Le but de la politique, ce n’est pas de faire notre bonheur à notre place, mais c’est de faire en sorte qu’on soit
le moins malheureux possible ensemble. Il faut être réaliste, les Hommes fonctionnent à l’égoïsme et non à la
générosité. Le rôle de l’Etat est de nous rendre égoïste ensemble et non les uns contre les autres et de
développer en nous la solidarité (que l’on vise un but commun).

Conclusion

Les Hommes sont souvent malheureux de ne pas être heureux à temps complet. Tout le monde sait que les
instants de bonheur sont plutôt rares et que souvent on en prend conscience une fois qu’ils sont terminées.
Jacques Prevert : « j’ai reconnu le bonheur au bruit qu’il faisait en partant ». Peut-être que la vraie sagesse
n’est pas de rechercher le bonheur à tout prix car on va être frustrés de ne pas y parvenir, mais c’est peut-être
plus modestement d’être heureux de ne pas être malheureux. Sur un plan psychologique, il existe des traits
de caractère qui prédisposent au bonheur. Avoir de l’estime de soi, être optimiste, permet de prendre la vie
avec plus de légèreté. Un Homme qui s’estime va prendre plus rapidement des décisions pour agir. S’il
échoue, cela ne remettra pas en question le regard qu’il porte sur lui-même. On appelle ces traits de caractère
le système immunitaire du psychisme, ils permettent de nous protéger.

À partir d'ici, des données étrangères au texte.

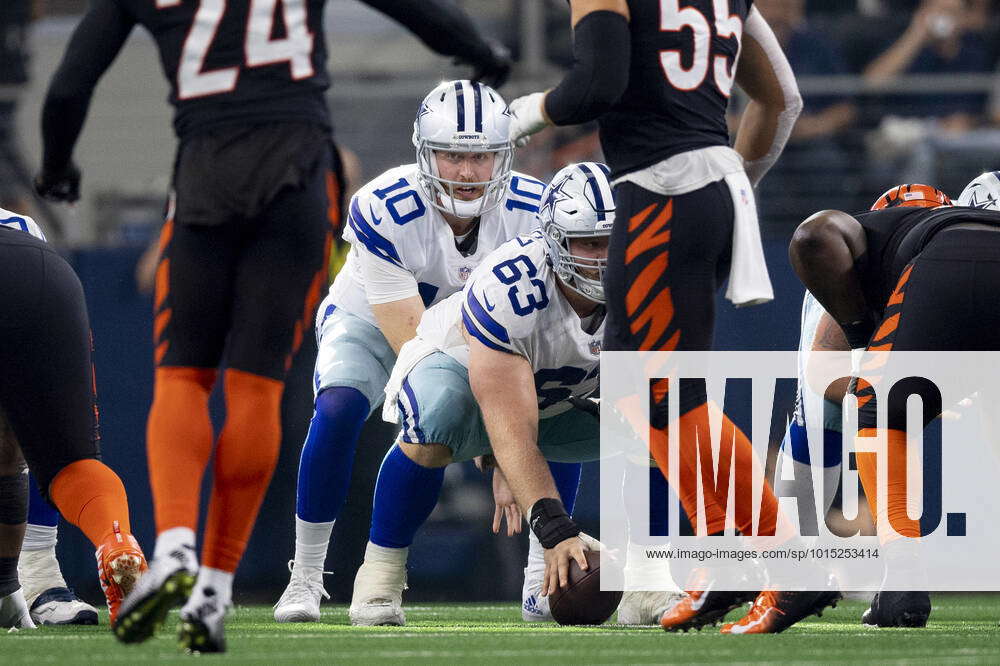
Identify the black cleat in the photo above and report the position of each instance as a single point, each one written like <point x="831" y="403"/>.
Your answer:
<point x="167" y="583"/>
<point x="774" y="611"/>
<point x="202" y="628"/>
<point x="898" y="609"/>
<point x="698" y="609"/>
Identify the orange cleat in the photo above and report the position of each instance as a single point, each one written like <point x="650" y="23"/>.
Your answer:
<point x="773" y="611"/>
<point x="120" y="562"/>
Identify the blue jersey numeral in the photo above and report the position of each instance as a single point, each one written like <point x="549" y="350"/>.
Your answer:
<point x="392" y="202"/>
<point x="509" y="273"/>
<point x="16" y="222"/>
<point x="567" y="375"/>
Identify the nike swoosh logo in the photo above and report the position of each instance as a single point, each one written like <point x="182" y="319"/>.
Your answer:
<point x="376" y="220"/>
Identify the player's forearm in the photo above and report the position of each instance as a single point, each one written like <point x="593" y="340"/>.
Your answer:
<point x="439" y="24"/>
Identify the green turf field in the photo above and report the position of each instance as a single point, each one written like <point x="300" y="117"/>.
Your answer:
<point x="963" y="629"/>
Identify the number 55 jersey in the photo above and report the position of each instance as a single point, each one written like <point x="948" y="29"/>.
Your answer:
<point x="512" y="303"/>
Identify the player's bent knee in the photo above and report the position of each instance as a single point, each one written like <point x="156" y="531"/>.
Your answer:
<point x="427" y="455"/>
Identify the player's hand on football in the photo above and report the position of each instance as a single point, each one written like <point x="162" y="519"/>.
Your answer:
<point x="529" y="117"/>
<point x="494" y="68"/>
<point x="557" y="563"/>
<point x="506" y="506"/>
<point x="59" y="184"/>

Dans le domaine philosophique, on ne
peut pas accepter l’idée que le bonheur soit le fruit du hasard. Le bonheur est propre à chacun et on sait qu’il
y a quand même des composantes qui sont nécessaires : pour être heureux, il faut avoir le sentiment de
décider du sens qu’on donne à sa vie, de la contrôler, il faut entretenir des relations positives aux autres, il
faut essayer de profiter du monde et ne pas se lamenter en permanence.